Hera semakin murka melihat Gavin yang pasang badan untuk Kanaya. Napasnya memburu, sungguh Hera ingin menjambak rambut Kanaya dan memukul wajahnya sekarang.
"Aghh...gue benci kalian!"teriak Hera menatap nyalang pada Gavin, lalu beranjak dengan langkah cepat meninggalkan apartemen Gavin. Ia sudah tak mungkin lagi melakukan apapun selain pergi sekarang, biarkan nanti ia akan membuat lagi sebuah rencana untuk menyakiti perempuan yang kini semakin di bencinya.
Setelah kepergian Hera, Gavin mengusap kasar wajah nya, sebenarnya Gavin memang sudah mengetahui tentang Hera yang akan datang ke apartemennya, karna Hera sempat mengiriminya pesan terlebih dahulu.
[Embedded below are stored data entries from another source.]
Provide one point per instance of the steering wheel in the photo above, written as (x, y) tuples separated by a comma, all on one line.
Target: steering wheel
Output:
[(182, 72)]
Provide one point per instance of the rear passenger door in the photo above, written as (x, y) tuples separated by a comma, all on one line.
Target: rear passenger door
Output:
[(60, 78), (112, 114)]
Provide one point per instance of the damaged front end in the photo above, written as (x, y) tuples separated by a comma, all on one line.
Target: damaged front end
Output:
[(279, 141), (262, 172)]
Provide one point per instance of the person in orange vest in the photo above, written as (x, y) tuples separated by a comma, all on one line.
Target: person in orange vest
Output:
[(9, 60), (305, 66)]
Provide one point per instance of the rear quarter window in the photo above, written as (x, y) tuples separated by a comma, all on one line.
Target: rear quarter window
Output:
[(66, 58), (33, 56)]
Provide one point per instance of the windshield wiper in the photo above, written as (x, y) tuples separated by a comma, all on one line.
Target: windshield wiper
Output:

Entah kenapa Gavin semakin menjadi muak dengan sikap Hera, dari Hera yang menggangu Kanaya di toilet kampus, sampai rencana jahat yang di buat Hera semalam pada Kanaya dan Karina, Gavin dan Alex memang mengetahuinya.
Karna itulah saat Gavin tau Hera akan ke apartemennya, Gavin sengaja ingin menunjukan keberadaan Kanaya disana. Bahkan mengakui Kanaya sebagai pacarnya. Gavin pikir, dengan mengakui Kanaya sebagai pacarnya, akan membuat Hera tak lagi mengganggunya maupun Kanaya.
Namun kini ia menjadi ragu, melihat sikap Hera tadi, rencananya yang ingin membuat Hera berhenti mengganggunya dan Kanaya , sepertinya justru akan semakin membuat Hera lebih gila dari semalam. Oh sepertinya, Gavin telah salah berhubungan dengan wanita gila seperti Hera.
Saat Gavin masih termenung dengan banyak pikiran di otaknya, tiba-tiba tubuhnya di dorong keras oleh Kanaya, membuatnya mundur beberapa langkah ke belakang.
"LO APA APAAN SIH GAV...?"teriak Kanaya kencang.